Yesterday I received an Explanation of Benefits (EOB) form from my insurance company for a recent Actemra infusion (see photo). On this EOB, it showed that the clinic charged $1,600 for the Acemtra. A discount of $419 was then applied resulting in a total charge of $1,181. My insurance company paid $595 leaving me responsible for $585 because of my deductible. After a few of these infusions, my annual deductible will be met and my costs will go down considerably. Fortunately, Genentech, the maker 
of Actemra, has a copay program. They sent me a MasterCard debit card (see photo) with $4,000 loaded on it which can be used to pay my clinic for the portion I’m responsible for after the insurance paid their portion. The amount of my next Actemra infusion will double since the dose is being doubled.
All of this got me thinking once again about the costs of biological treatments for RA. The costs of the medicines that are built into the charge to the patient must include research and development (which includes clinical trials and approval), manufacturing, distribution, packaging, and profit. There are real and expensive costs built into biological medicines due to their complex and highly technical nature. But there are two facts on the EOB that leave me wondering just how much profit is built into the costs of drugs and health care providers. First, the insurance network discount of $419 represents a 26% subtraction off of the “retail” cost of the drug. According U.S. News, this discount is “A discounted fee that insurers negotiate with doctors, hospitals and other healthcare providers in their network.” In order to offer this discount, there must be huge wiggle room in the profit margins of providers. Second, the willingness of the drug manufacturer to pay the patient’s copay expenses represents a huge discount. Let’s say that a patient has 12 infusions during a year. At the discounted cost of $1,181 per infusion, that is an annual cost of $14,172. With an annual copay assistance of $4,000 (some pharmaceutical companies offer more), that’s essentially underwriting 28% of the cost of the medicine. Combined, these discounts represent 54% of the “cost” as listed on the EOB. I know of no other product on the market that has that much profit margin to allow for these types of discounts.
I’m thrilled for groundbreaking biological treatments. They have been lifesavers for so many. And I’m grateful for excellent healthcare providers including doctors, clinics, and hospitals in the United States. But something is broken with the system that has such huge profit margins.
Agreed.
I’m also boggling at the $1.50 acetaminophen tablet. They won’t let you bring in your own bottle of Tylenol — $8 for a bottle of 100 of the namebrand up here in Canada — but cheerfully charge you equivalent of $150 for the same. I know it’s being dispensed and carried to you by a nurse, but seriously… It’s a reflection of the same crazy profit system
Lene, what’s it going to take to get this system straightened out?!
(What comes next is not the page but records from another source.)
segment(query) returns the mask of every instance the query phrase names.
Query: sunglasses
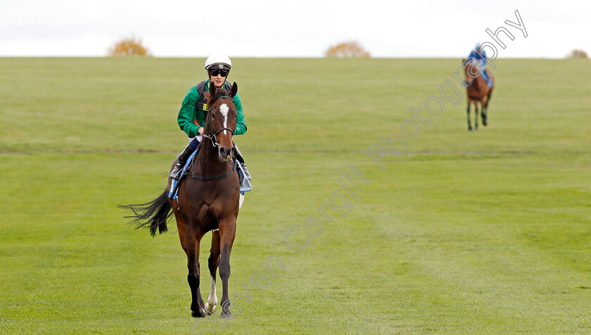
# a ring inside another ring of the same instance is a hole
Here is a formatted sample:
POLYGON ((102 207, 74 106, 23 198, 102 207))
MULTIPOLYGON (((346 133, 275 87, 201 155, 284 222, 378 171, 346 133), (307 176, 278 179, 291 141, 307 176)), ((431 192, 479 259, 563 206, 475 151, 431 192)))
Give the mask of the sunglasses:
POLYGON ((209 70, 210 75, 211 75, 214 77, 217 77, 217 75, 222 75, 222 77, 226 77, 226 76, 228 75, 229 72, 229 71, 228 71, 227 70, 219 70, 219 69, 215 69, 215 70, 209 70))

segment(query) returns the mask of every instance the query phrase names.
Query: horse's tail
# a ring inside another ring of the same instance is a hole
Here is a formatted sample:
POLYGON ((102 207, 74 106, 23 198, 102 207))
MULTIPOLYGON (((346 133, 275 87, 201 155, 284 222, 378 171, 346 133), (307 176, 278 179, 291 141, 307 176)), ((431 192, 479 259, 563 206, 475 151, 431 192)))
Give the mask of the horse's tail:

Andrew, like you and Lene I’ve no problem with the pharmaceutical company charging patients to cover research and development costs, along with the other costs involved in manufacturing, employment of skilled workers, and delivering the product–a godsend for so many!–to the patients. But that profit margin the company enjoys is indeed stunning. Even greedy. There are so many people who simply can’t afford this medication, even with help from the pharma company because of a simple lack of insurance. What a terrible shame, in all senses of the word.
By the way, have you taken the increased dosage of Actemra yet? My thoughts are with you, hoping that it will ease your symptoms and arrest the further progress of your RA. Profits aside, we live in miraculous times.
Wren, I’m already taking a double dose of azathioprine but don’t have my double dose of Actemra until March 8. Thanks for your thoughts.